Aerospace supply chain disruptions are creating big problems for companies, even years out from the turmoil caused by the COVID-19 pandemic. It’s clear that existing risk management approaches are no longer viable in today’s environment.

Todd Tuthill, vice president for aerospace and defense strategy at Siemens Digital Industries Software, recently recorded a podcast with Aviation Week columnist William Garvey and Ryan Chan, vice president of solutions consulting at Supplyframe, to discuss how investing in digital transformation, and particularly market intelligence, can help with aerospace supply chain management.

Check out a short excerpt of the podcast transcript below. To hear the full conversation, head over to Aviation Week’s website.

This excerpt has been lightly edited for clarity.
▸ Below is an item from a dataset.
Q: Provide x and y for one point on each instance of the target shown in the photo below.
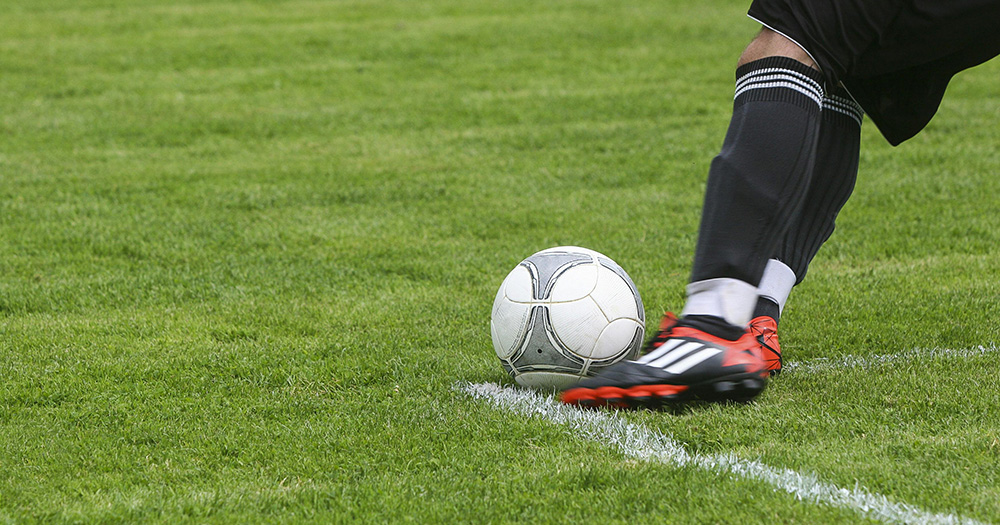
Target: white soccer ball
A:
(564, 313)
William Garvey: Welcome. I’m William Garvey, a columnist for Aviation Week and Space Technology magazine. I’ll serve as moderator for today’s podcast regarding supply chain issues in the aerospace and defense industry. An online survey of A&D manufacturers and suppliers was conducted this past summer by the aviation network. The survey was sponsored by Siemens and here to help interpret those responses, project probable consequences, then suggest better ways forward is Todd Tuthill, vice president for aerospace and defense strategy at Siemens Digital Industry Software, and Ryan Chan, vice president of solutions consulting at Supplyframe, a Siemens company. Good day to you, gentlemen.

Todd Tuthill: Hello. Hey, William. Good day to you too. It’s great to be here with you and Ryan to talk about this really important topic.
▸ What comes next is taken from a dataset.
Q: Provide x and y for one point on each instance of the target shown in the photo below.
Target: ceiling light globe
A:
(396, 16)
William Garvey: It is very important and Todd, to begin, generally it seems that product availability and consumer demand have pretty much found balance after the disruptions at the height of the pandemic. So what prompted Siemens to underwrite this recent A&D survey?

Todd Tuthill: That’s a great, great place to start. So I want us all to think back in our lives. It’ll be a little painful, maybe, but think back to the pandemic in the summer of 2020 and all the things that were on our minds then. We were all thinking about, of all things, toilet paper, right? Do we have enough toilet paper? The supply chain was in crisis, and you know, you think about Christmas of 2020. Christmas of 2020 almost didn’t happen because of all the boats stuck in the harbor. They couldn’t get into Long Beach. So as you said, in a lot of sectors and a lot of parts of our economy, those issues have kind of gone away. So we ask ourselves, how is aerospace doing? Is aerospace doing well? Are there still supply chain issues in aerospace? So we decided to sponsor a survey this past summer to see how aerospace companies are doing with respect to their supply chain and getting all the parts they need to build all these great innovative products. So that’s why we sponsored.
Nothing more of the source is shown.